I was struck by the insight of a hospice worker, “For many, coming to stay in the hospice is more about ‘learning to live’ than ‘learning to die’.”

How many of us only come alive and really live on holiday or our day-off, at a party or with friends/family?

All too easily life in between holiday, party and meeting up can deteriorate into simply ‘doing time’ till we ‘spend it’ the way we want. In the process a large part of us dies, dissatisfaction follows and life dribbles on or peters out.

Ecclesiastes chapter 3, popularised by the Byrds’ hit song ‘Turn! Turn! Turn!’, describes the ‘opportunity time’ God gives, “… times to be born, die, plant, uproot, kill, heal, tear down, build up, weep, laugh, mourn, dance, hug, not hug, search, give up, keep, discard, tear, mend,
be quiet, speak up, love, hate, war and peace, etc …”

Time is ‘opportunity’, but it’s also ‘oppressor’, ticking away. We all have a date with death, when the whistle blows and ‘life as we know it’ ends.

Eastern religions like Buddhism and Hinduism have a circular view of time, characterised by re-incarnation, which sees death as entry into a new life-form. What creature or who you return as (after death) depends on how well you’ve lived your life.

Judaism, Christianity and Islam see time travelling in a straight line. At death comes judgement and entry into an extension of whom you have chosen to become.

Jesus’ famous word on ‘eternal life’ describes God’s Love that offers us all the gift of everlasting life through faith in Jesus Christ, “For God so loved the world that he gave his one and only Son, that whoever believes in him shall not perish but have eternal life.”

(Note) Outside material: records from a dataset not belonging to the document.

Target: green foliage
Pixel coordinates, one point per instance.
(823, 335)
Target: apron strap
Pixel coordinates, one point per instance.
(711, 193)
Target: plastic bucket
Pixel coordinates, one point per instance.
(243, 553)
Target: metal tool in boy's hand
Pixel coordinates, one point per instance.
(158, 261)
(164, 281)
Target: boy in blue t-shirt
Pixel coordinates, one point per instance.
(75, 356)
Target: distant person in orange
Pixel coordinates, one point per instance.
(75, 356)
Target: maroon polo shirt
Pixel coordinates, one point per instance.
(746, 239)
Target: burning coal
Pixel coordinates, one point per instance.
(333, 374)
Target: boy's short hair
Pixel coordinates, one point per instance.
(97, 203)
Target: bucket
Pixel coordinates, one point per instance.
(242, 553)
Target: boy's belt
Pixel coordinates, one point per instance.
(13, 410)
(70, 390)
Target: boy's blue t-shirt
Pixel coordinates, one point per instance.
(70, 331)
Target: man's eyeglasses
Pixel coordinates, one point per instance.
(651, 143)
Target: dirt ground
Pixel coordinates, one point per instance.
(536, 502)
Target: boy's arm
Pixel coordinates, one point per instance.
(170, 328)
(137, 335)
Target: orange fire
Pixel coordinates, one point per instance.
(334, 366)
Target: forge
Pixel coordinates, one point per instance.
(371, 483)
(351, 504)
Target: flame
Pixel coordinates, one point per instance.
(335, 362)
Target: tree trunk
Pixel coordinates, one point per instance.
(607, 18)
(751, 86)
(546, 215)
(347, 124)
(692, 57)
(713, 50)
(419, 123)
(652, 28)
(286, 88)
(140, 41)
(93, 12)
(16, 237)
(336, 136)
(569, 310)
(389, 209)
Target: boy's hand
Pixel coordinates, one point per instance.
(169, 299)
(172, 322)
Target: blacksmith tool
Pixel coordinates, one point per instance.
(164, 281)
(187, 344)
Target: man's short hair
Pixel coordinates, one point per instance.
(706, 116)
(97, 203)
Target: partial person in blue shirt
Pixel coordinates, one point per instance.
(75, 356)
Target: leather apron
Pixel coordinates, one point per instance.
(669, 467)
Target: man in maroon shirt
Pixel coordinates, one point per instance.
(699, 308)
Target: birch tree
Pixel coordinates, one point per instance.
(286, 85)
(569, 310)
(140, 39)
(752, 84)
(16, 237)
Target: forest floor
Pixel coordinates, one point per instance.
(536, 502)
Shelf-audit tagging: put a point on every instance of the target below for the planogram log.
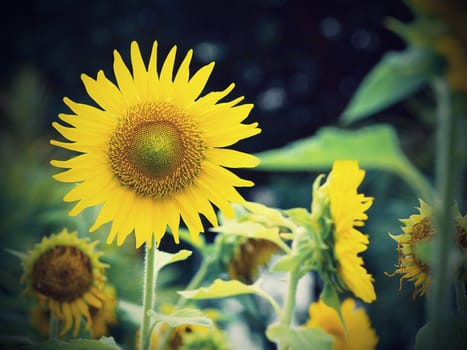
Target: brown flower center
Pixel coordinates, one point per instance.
(156, 150)
(63, 273)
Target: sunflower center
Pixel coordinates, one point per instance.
(63, 273)
(156, 150)
(422, 231)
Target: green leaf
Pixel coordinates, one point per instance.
(222, 289)
(183, 316)
(294, 338)
(104, 343)
(375, 147)
(253, 230)
(395, 77)
(164, 258)
(287, 263)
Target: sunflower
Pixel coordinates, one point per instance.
(154, 152)
(64, 274)
(418, 228)
(101, 318)
(249, 255)
(348, 209)
(359, 334)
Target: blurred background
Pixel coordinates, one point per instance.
(298, 61)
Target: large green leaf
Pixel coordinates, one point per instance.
(395, 77)
(183, 316)
(375, 147)
(295, 338)
(104, 343)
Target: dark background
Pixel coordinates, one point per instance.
(299, 62)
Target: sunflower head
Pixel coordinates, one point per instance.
(154, 151)
(65, 275)
(337, 211)
(101, 318)
(249, 255)
(359, 334)
(417, 228)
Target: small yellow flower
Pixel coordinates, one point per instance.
(101, 318)
(155, 151)
(418, 228)
(249, 255)
(451, 42)
(64, 274)
(348, 209)
(359, 335)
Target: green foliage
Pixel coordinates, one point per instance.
(104, 343)
(395, 77)
(181, 317)
(375, 147)
(164, 258)
(222, 289)
(295, 338)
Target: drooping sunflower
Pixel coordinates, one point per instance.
(65, 275)
(101, 318)
(154, 152)
(359, 335)
(418, 228)
(348, 208)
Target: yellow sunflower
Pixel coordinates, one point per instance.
(154, 152)
(64, 274)
(101, 318)
(359, 335)
(348, 209)
(418, 228)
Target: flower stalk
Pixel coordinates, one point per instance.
(289, 306)
(149, 296)
(443, 217)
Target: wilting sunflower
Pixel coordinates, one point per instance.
(359, 335)
(154, 150)
(248, 256)
(101, 318)
(348, 209)
(418, 228)
(64, 274)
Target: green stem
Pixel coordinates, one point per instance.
(149, 296)
(443, 214)
(460, 293)
(54, 326)
(194, 283)
(289, 303)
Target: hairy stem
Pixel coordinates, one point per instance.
(443, 218)
(149, 296)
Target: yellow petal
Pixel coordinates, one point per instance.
(124, 80)
(231, 158)
(153, 77)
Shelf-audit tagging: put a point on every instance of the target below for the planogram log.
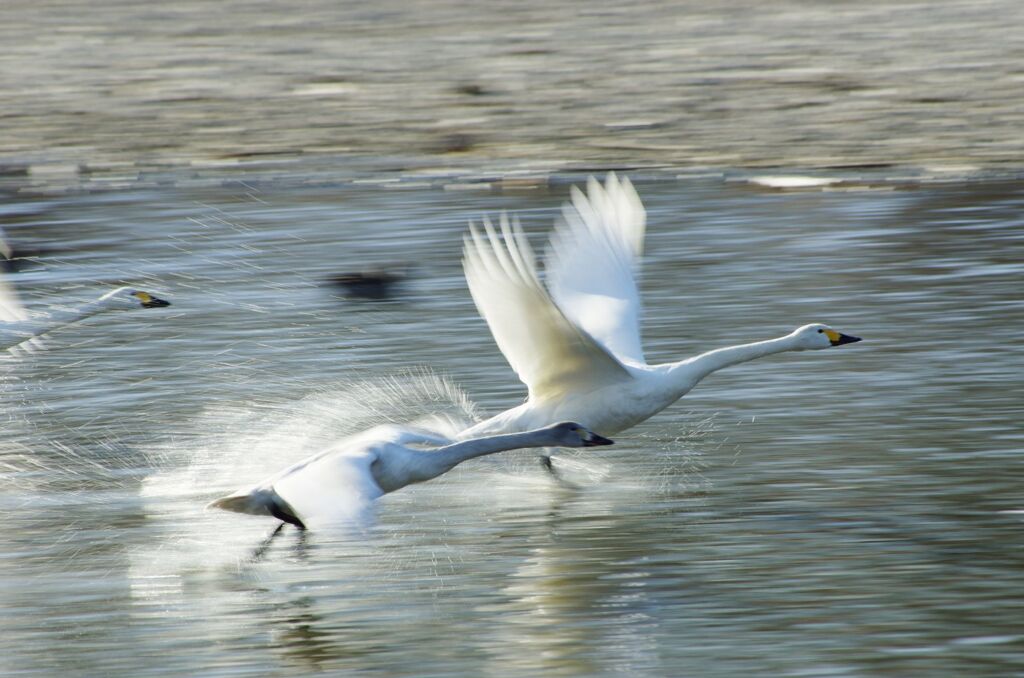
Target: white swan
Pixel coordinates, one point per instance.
(577, 343)
(343, 479)
(16, 326)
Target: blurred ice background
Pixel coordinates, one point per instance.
(851, 514)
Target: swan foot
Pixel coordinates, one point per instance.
(260, 551)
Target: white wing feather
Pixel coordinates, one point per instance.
(551, 355)
(592, 264)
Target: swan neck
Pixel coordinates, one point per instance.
(695, 369)
(453, 455)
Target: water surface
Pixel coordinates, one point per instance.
(848, 512)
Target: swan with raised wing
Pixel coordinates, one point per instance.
(576, 343)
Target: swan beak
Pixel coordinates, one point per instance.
(593, 439)
(841, 339)
(150, 301)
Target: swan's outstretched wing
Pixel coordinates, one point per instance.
(551, 355)
(592, 264)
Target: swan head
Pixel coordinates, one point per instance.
(571, 434)
(820, 336)
(126, 297)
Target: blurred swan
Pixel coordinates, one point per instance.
(16, 326)
(576, 343)
(341, 481)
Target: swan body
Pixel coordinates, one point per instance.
(342, 480)
(576, 343)
(16, 326)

This ‘eternal life’ is a choice we make for the here and now, not just for when we die. It’s ‘steak on your plate while you wait’ not ‘pie in the sky when you die’! As someone put it:

“Yesterday was history,

Tomorrow is a mystery,

Today is a gift of God,

That’s why it’s called the PRESENT.”

Every second is a precious gift for spending, not just ‘time off’, ‘time to party’ or ‘time with loved ones’.

What will our gravestone read? What will our last words be?

I love (one of my heroes) Eugene Peterson’s (fairly recent) dying words, shared with loved ones on his death bed

“LET’S GO!" said with a beaming smile, as if Jesus, the angels and loved ones were beckoning him home.